Mark Ivar Myhre May 20, 2011 at 6:31 pm

Hi Lynn,
I’ll be glad to leave my thoughts –

first, I agree that it can be tough – self discovery is a life long journey, I believe.

I also know that some things are much easier to deal with than others. And each person has their own individual issues that they hang on to, while other issues they can sail past with ease.

For me, everything was tough to change – but over the years it’s gotten easier. And some things were a lot tougher than others.

That ‘deserving hell’ is coming from one part of you – and if possible, I would objectify that part – see it separate from yourself – talk to it – learn from it – and take your power back from it. (Just a thought.)

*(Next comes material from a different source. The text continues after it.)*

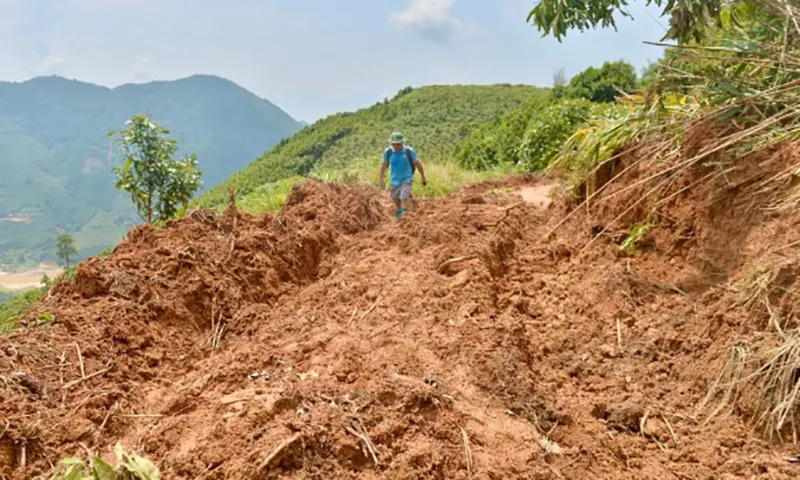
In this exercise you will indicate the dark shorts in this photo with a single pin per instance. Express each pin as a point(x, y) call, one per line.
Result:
point(401, 192)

And as for the self punishment you mentioned, well, I hope you read the ebook I wrote on the topic. If you don’t have a copy, email me and I’ll get it to you. Because what you describe is not crazy at all. It’s a textbook example of self punishment.

Now, as for being blindsided – that’s an example of not hearing the whispers. Not seeing the clues. Because there are ALWAYS whispers and clues. But that’s a complex subject – more than I could cover here.

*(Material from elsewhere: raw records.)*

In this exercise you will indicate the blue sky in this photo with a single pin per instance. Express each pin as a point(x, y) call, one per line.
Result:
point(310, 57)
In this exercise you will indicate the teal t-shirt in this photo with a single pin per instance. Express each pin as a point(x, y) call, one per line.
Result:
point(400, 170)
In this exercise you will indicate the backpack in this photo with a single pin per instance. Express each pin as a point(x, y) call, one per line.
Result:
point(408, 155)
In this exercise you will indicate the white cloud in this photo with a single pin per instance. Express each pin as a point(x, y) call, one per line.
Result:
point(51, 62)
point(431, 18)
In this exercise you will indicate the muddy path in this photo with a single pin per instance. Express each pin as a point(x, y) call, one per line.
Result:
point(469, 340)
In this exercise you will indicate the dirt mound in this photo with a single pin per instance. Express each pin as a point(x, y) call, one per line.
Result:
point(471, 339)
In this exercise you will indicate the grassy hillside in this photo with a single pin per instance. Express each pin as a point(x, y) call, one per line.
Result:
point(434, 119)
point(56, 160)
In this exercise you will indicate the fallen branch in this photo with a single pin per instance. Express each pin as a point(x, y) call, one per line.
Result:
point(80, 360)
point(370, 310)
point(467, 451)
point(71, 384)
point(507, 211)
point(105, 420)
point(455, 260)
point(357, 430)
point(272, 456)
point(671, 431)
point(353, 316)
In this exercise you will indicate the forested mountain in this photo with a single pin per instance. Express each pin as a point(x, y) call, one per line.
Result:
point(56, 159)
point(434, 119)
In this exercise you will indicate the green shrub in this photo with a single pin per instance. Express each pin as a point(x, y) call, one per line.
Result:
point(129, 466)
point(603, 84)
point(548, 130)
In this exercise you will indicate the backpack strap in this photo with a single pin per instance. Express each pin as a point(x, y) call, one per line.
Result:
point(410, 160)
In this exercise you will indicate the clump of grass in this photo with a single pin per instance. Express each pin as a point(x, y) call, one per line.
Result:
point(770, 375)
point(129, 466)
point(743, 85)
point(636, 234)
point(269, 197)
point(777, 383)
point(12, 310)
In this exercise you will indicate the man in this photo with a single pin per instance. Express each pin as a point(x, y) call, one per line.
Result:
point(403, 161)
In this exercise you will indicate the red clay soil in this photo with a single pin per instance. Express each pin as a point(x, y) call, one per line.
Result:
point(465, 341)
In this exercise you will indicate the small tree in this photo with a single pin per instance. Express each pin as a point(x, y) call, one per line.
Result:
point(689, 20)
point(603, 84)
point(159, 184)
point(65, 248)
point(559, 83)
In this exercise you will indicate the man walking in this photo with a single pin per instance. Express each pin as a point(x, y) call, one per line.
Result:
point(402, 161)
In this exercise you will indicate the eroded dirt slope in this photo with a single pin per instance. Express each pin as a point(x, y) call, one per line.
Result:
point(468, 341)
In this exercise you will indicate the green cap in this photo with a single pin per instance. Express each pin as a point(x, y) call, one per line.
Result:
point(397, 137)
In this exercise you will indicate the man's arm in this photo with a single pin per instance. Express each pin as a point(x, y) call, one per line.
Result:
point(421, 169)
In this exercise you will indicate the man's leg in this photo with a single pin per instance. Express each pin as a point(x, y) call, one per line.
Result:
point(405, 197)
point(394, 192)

Bottom line, there’s a lot of childhood shame that’s being relived. But I guess you already know that. Did you read the articles on this blog about shame? That’s where I would start.

Chris May 21, 2011 at 2:19 am

Thanks for the article. As always, it hits the Mark.
I relate so well to the issues Lyn raised. But life does get better even if it takes lots of work. I think that I am now putting myself first for the first time in my life. If I can accept others as they are then it is time I accepted me as I am. It is working.

Best wishes
Chris

Mark Ivar Myhre May 22, 2011 at 6:24 pm

“If I can accept others as they are then it is time I accepted me as I am. ”

well said!

Teresa May 22, 2011 at 4:48 pm

My meds are Folic Acid 1mg 2 tabs dly.
Latuda 40 mgs 1 at bedtime
Savella 12.5 mg1 2 times dly.
Trazadone 150 mg.at bedtime Just 1 of these
Vitamin B-1 100mg 1 tab for 20 ays
Clonazep.5 mg1 tab 2 times dly.
I am not under standing this thing called life.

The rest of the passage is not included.